Séance du
jeudi 10 juin 2004 à
20h
55e
législature -
3e
année -
9e
session -
46e
séance
PL 8916-A
Premier débat
M. Robert Iselin (UDC), rapporteur de majorité. Je tiens simplement à dire, pour apporter une petite note pittoresque là au milieu, que j'ai eu le plaisir de faire les côtes de la Galice à la voile; elles sont superbes et les gens forts sympathiques.
Pourtant, je pense, comme dans le cas précédent, que ce n'est pas à l'Etat de Genève, même pour une petite somme, de manifester la sympathie que nous éprouvons tous pour des populations qui ne sont pas si éloignées de nous. Ce n'est pas à l'Etat de manifester de la sympathie en donnant de maigres 100 000 francs. D'ailleurs, les... «récipiendaires» ont eux-mêmes indiqué qu'ils ne tenaient pas à ce don.
M. Alberto Velasco (S), rapporteur de minorité. La date de dépôt du rapport est le 2 décembre 2003; le projet a été déposé bien avant. Nous avons donc mis presque une année pour pouvoir décider d'une subvention concernant une catastrophe survenue il y a bien des mois. C'est dire la célérité de ce Grand Conseil pour des affaires qui, à l'époque, étaient d'importance... Il aurait fallu voter ce crédit sur le siège, aujourd'hui ce rapport vient comme grêle après vendanges...

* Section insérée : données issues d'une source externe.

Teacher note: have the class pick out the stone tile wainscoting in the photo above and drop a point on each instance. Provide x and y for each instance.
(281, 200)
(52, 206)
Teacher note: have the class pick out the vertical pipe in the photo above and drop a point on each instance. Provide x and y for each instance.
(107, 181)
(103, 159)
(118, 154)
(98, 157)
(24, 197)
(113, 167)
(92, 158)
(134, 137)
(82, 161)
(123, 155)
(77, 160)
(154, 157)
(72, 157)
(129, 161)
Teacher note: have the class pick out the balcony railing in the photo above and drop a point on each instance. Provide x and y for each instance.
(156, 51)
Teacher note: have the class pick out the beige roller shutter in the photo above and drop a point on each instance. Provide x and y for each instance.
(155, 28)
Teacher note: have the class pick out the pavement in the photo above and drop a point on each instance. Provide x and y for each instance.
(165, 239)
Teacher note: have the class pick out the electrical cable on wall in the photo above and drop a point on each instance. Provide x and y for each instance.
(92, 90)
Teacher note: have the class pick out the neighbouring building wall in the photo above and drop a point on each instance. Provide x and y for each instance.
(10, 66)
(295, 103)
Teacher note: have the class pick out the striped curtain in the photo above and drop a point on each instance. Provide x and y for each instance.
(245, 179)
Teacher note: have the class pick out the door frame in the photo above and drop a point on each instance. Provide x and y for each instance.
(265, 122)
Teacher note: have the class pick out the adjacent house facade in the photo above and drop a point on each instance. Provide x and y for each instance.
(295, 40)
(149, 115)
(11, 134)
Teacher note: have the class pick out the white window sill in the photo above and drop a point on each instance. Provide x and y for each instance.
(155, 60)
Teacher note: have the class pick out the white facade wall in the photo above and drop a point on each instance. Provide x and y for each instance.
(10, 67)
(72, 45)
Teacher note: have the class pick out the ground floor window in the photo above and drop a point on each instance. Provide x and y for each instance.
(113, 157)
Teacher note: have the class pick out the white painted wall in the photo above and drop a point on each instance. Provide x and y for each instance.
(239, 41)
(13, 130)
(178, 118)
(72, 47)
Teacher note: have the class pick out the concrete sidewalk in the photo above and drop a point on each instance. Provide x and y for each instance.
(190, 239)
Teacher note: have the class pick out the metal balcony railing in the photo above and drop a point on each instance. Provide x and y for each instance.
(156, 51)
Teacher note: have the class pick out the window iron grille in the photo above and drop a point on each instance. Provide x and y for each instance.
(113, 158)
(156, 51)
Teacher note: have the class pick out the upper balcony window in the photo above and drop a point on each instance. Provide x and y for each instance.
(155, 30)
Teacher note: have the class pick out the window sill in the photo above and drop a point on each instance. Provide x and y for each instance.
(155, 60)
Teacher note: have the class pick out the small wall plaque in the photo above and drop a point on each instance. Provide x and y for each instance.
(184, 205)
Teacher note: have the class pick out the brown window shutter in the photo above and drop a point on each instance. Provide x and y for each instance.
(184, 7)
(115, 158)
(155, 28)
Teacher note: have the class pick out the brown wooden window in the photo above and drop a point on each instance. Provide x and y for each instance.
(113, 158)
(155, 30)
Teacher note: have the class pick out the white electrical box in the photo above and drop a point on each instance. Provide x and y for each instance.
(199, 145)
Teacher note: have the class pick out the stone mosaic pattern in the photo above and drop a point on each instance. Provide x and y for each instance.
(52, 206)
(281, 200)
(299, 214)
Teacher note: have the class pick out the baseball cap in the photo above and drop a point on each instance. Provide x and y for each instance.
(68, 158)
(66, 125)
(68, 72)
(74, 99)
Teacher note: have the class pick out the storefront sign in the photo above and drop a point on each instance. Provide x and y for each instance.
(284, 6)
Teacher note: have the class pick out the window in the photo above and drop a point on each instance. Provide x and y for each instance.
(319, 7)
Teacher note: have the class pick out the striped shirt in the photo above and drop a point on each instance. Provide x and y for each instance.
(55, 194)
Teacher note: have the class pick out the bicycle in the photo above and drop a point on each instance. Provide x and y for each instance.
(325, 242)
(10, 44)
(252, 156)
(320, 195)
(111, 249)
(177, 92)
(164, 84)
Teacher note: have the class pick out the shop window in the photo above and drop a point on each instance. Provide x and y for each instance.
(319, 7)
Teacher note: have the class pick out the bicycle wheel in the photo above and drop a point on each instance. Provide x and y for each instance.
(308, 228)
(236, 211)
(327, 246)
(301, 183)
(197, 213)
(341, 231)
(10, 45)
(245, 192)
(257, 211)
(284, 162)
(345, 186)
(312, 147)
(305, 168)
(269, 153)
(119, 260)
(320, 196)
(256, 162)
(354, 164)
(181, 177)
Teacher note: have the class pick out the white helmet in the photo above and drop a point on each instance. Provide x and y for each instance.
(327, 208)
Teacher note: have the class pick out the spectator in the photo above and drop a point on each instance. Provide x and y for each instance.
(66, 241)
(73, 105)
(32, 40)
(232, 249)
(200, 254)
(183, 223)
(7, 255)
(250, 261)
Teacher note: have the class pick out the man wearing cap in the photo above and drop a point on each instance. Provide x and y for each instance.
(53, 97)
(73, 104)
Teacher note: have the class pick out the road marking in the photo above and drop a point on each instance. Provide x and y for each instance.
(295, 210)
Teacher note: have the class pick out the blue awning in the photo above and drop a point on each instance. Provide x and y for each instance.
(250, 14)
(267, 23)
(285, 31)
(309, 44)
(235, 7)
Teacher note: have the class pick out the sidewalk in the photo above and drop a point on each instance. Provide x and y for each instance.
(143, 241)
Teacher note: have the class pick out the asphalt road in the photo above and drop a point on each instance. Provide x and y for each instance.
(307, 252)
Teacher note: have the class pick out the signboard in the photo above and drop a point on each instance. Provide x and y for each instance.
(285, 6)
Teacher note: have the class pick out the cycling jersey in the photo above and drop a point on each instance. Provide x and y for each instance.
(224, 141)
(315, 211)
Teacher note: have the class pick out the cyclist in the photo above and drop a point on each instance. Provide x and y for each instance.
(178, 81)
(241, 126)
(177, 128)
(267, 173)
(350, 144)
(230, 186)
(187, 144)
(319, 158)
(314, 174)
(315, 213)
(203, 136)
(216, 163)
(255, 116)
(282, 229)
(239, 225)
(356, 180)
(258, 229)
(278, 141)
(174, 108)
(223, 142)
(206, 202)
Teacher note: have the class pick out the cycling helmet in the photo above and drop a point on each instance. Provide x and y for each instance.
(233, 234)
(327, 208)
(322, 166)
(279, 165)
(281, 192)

A l'époque, il aurait fallu que l'Etat de Genève fasse un geste en faveur de la communauté galicienne qui a, de longue date, participé à l'économie de ce canton - c'est une communauté importante, et ce pays qu'est la Galice nous est quand même, historiquement et culturellement, assez proche. Il donc est regrettable que nous n'ayons pas voté ces 100 000 francs à l'époque.
Il y a d'ailleurs eu un autre cas, vous le savez, Monsieur Iselin, c'était la commune de Gondo - que je connais très bien - qui a été victime d'une catastrophe. J'avais alors salué le projet de loi de l'UDC, dans le sens où nous aurions pu également faire un geste. Il est vrai que ce ne sont pas des gestes qui règlent toutes les conséquences d'une catastrophe, mais ils vont droit au coeur de ces petites populations. Gondo était une petite bourgade et peut-être avait-elle besoin, de même que les Galiciens, de la solidarité de Genève. Aussi je regrette, Monsieur Iselin, que l'on n'ait pas voté avec célérité - avec célérité, j'insiste - la subvention pour la commune de Gondo... Je le regrette beaucoup, il aurait fallu le faire au Grand Conseil, sur le siège.
Et aujourd'hui, le problème dont il est question - je suis tout à fait d'accord avec vous, Monsieur - n'est pas d'une grande acuité. Pourtant, il est regrettable que ce Grand Conseil ait de telles attitudes.
M. Antoine Droin (S). J'aimerais répondre à M. Iselin en rappelant que le caractère international de Genève me semble être un argument ô combien important par rapport à la solidarité dont on doit faire preuve envers les peuples touchés par des catastrophes. Il n'y a pas que Gondo - puisque c'était un de vos arguments en commission - il y a aussi d'autres problématiques. Malheureusement - malheureusement ! - d'autres catastrophes ont lieu dans le monde, et on n'a pas pour autant à mettre en opposition celles qui surviennent en Espagne, au Mali, au Kamtchatka inférieur ou à Gondo... Nous devons être solidaires de toutes les catastrophes du monde entier.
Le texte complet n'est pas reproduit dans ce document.